Table of Contents - Vol. II, No. 2

Poetry    Translations    Fiction    Book Notes & Reviews

 

Fred Longworth

 

After I Read This in Public, They Tried to Beat Me to Death

I’d just finished taking a class called "Labeling – the Gateway to Bigotry" when I found myself in a crowded theater. About an hour into the flick, some kid – well, maybe he wasn’t a kid. He was a juvenile. No, that won’t do. He was a young person. But don’t think by "young" I mean diminished capacity, or inexperienced, or unevolved in any way. I mean something purely chronological, like Triassic, Jurassic and Cretaceous, or "this street was last paved on June 2nd."
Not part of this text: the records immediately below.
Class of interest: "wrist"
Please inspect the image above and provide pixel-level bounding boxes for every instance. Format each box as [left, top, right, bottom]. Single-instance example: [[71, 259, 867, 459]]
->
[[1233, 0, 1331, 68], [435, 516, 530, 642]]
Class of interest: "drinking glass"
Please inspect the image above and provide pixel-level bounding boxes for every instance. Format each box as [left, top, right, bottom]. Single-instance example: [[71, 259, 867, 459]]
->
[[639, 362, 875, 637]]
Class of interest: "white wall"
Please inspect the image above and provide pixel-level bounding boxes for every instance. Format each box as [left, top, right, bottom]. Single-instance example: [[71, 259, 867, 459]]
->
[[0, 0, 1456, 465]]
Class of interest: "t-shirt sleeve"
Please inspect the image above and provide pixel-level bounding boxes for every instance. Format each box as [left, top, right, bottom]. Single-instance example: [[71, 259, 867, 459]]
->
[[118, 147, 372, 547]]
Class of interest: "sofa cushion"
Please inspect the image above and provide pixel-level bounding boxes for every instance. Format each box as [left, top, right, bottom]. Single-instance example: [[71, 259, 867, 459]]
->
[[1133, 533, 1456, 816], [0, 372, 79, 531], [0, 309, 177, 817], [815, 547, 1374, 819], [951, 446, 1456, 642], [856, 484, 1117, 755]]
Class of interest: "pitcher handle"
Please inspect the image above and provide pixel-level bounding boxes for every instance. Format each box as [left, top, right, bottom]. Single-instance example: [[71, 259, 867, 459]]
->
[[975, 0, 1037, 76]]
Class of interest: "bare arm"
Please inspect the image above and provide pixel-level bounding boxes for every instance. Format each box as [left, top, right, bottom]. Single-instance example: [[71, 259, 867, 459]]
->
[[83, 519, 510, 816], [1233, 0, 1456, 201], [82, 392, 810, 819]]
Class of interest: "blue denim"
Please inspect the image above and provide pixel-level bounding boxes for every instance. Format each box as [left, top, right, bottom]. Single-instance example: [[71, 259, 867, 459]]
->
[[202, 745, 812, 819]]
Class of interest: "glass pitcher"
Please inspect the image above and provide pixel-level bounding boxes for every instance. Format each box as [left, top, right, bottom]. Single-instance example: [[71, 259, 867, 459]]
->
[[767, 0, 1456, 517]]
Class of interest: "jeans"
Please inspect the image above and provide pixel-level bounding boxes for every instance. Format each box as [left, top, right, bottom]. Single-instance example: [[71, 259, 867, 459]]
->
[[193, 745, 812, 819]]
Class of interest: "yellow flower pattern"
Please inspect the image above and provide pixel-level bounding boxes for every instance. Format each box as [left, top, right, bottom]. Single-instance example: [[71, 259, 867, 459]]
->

In any case, this entity about fourteen was playing with a lighter in the front row. Maybe "lighter" is too judgmental. People of broad girth will probably be offended. I’ll just call it Zippo. He kept flicking the Zippo open and striking a flame, then shutting it with a clap. He kept looking around to see how many other young entities were glancing back at him, silently voicing "Hey, that’s cool!" and how many older entities were scowling with disapproval. But don’t take my word for it. I’m probably out of line to postulate what this young entity was thinking or even that he was thinking. Maybe he was playing with the Zippo as neutrally as a gate will swing back and forth in the wind. Of course "gate" can imply a barrier, and I don’t want to suggest that I was standing in his way.

Suddenly, from his area, I saw billows of black stuff in the air, and a lot of these red, yellow and orange tongues flickering above the carpet. They spread rapidly. Soon I could hardly see the screen. I thought of yelling "Fire!" in a crowded theater, but kept my mouth shut. I didn’t want to be guilty of labeling.